# Fairmont Hot Springs Riverside followup



## labguides (Oct 9, 2007)

After our less-than wonderful experience at Fairmont Hot Springs Riverside, I wrote letters/photos to president of Fairmont Hot Springs Timeshares and to Interval International. 
Both businesses did respond to my mails.
Fairmont Hot Springs Riverside indicated that they are aware of the poor condition of building 8 and it will be renovated in 2009.
II thanked me for the letter and are forwarding it to the resort.


----------



## eal (Oct 9, 2007)

Hmmmm...2009 seems like a long ways off, thanks for the warning.


----------



## ricoba (Oct 10, 2007)

labguides said:


> After our less-than wonderful experience at Fairmont Hot Springs Riverside, I wrote letters/photos to president of Fairmont Hot Springs Timeshares and to Interval International.
> Both businesses did respond to my mails.
> Fairmont Hot Springs Riverside indicated that they are aware of the poor condition of building 8 and it will be renovated in 2009.
> II thanked me for the letter and are forwarding it to the resort.

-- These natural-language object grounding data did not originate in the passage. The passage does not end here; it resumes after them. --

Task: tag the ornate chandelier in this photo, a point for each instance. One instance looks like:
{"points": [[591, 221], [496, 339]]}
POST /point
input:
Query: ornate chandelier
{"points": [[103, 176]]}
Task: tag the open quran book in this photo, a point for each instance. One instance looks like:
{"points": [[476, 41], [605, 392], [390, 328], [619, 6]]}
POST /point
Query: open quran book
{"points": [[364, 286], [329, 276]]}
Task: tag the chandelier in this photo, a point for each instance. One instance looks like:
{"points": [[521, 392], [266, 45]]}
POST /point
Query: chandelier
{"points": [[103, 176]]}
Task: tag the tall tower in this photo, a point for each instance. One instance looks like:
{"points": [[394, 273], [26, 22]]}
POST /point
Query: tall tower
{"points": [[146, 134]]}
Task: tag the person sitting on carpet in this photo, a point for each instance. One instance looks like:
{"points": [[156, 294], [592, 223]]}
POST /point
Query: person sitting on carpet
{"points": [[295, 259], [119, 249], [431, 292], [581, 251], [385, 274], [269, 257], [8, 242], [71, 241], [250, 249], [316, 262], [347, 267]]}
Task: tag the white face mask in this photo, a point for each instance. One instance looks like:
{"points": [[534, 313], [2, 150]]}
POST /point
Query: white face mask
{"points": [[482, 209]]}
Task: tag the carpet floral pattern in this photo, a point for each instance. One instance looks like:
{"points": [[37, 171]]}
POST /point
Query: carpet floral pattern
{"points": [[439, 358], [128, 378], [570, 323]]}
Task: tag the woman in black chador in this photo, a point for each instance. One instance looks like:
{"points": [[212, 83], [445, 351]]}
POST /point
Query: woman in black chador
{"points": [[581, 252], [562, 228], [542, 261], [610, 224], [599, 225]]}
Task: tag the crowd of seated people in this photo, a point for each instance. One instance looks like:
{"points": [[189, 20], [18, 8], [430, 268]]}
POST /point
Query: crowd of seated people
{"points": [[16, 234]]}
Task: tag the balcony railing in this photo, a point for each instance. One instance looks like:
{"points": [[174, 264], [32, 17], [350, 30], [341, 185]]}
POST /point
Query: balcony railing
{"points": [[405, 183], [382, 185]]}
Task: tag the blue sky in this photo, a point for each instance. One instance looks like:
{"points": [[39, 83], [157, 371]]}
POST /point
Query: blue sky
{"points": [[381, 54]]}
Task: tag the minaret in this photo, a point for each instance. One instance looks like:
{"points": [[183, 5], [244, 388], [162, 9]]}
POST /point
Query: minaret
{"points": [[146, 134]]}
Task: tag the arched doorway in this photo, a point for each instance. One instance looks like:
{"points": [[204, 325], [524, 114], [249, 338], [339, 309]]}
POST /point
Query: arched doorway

Did they offer you any compensation?

Can you post the pictures so we can all see the problem?

Thanks.


----------



## labguides (Oct 10, 2007)

Did they offer you any compensation?

No compenstation offered.

If someone can tell me how to post pix  of Fairmont Hot Springs, Riverside, I will be happy to do that or email them to individuals.


----------